Re: So what's null then if it's not nothing?

From: Julian M <julian_at_dotnetsolutions.ltd.uk>
Date: 20 Nov 2005 15:59:21 -0800
Message-ID: <1132531161.702756.58850_at_g49g2000cwa.googlegroups.com>


michael_at_preece.net wrote:
> Hugo Kornelis wrote:
>
> > On 20 Nov 2005 13:58:43 -0800, michael_at_preece.net wrote:
> >
> > >
> > >Hugo Kornelis wrote:
> > (snip)
> > >> According to the ANSI specification, null has one and only one meaning:
> > >> it's a marker to represent the absence of a value.
> > >>
> > >> So it's neither unknown, nor empty.
> > >>
> > >
> > >This just seems plain wrong to me.
> >
> > Hi Mike,
> >
>
> [snip]
>
> >
> > (snipped rest of Pick description - we were discussing NULL in SQL,
> > remember?)
> >
>
> ...and how it has been the subject of much debate and the source of
> great confusion for many people. It is a bad standard.
>
> I found this in the introduction to a book on samba:
>
> http://us3.samba.org/samba/docs/man/Samba-HOWTO-Collection/pr03.html
>
> "A good standard survives because people know how to use it. People
> know how to use a standard when it is so transparent, so obvious, and
> so easy that it become invisible. And a standard becomes invisible only
> when the documentation describing how to deploy it is clear,
> unambiguous, and correct. These three elements must be present for a
> standard to be useful, allowing communication and interaction between
> two separate and distinct entities to occur without obvious effort.
> ..... Clarity and unambiguity without correctness provide a technical
> nightmare. Correctness and clarity with ambiguity create maybe bits,
> and correctness and unambiguity without clarity provide a muddle
> through scenario."
>
> There has been little or no significant debate about null in Pick
> circles. No need. It's clear. There now exists the possibility for
> confusion among Pickies now too though - owing to the erroneous
> definition of null given in the UniVerse reference manual and quoted
> elsewhere in this thread. The source of that confusion stems from an
> attempt to fit in with SQL's standard definition.
>
> Look - my final word on this. Null is and should be defined as an empty
> set. Not missing or absent or unknown or anything else. I'll accept
> that it's not going to change in SQL-land - and that confusion will
> continue to reign. I'm aware of the problem now and can live with it.
> Really - it's not my problem.
>
> Mike.

Hi,

Talking about how null works in SQL only (not Pick :-) hope this may help to clarify what happens in SQL-land

NULL in SQL can seem tricky, but it is simple enough if viewed in terms of what is intended by the ANSI SQL92/99 standards. See drafts:
http://www.contrib.andrew.cmu.edu/~shadow/sql/sql1992.txt http://www.ncb.ernet.in/education/modules/dbms/SQL99/

Note: it is possible that the ANSI definitions may not be the best way to treat null, however it is the current standard and it is quite clear. I think we should follow it if possible and know when we break it (if we need to do so).

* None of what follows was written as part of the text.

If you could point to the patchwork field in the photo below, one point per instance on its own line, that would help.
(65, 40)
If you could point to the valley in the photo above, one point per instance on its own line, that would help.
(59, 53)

Historically Codd referred to it as "the absent value" later (I believe) he suggested that there should be two types of NULL. 1) UNKNOWN = values that "should" be there but are not known yet 2) NOT APPLICABLE = no valid value can be entered (eg: gender of a corporation)

I believe that option 2) is invalid and indicates inaccurate modelling (more on this later)

Using null is often referred to as 3 valued logic (see link from earlier post by Anne and Lynne Wheeler - article on nulls and 3-value logic http://www.garlic.com/~lynn/2003g.html#40 How to cope with missing values - NULLS?). Using "not applicable" would give us 4 valued logic. Some people have even suggested up to 5 different types of null which would give us 7 valued logic (ouch).

SQL 92 standard
r) null value (null): A special value, or mark, that is used to indicate the absence of any data value.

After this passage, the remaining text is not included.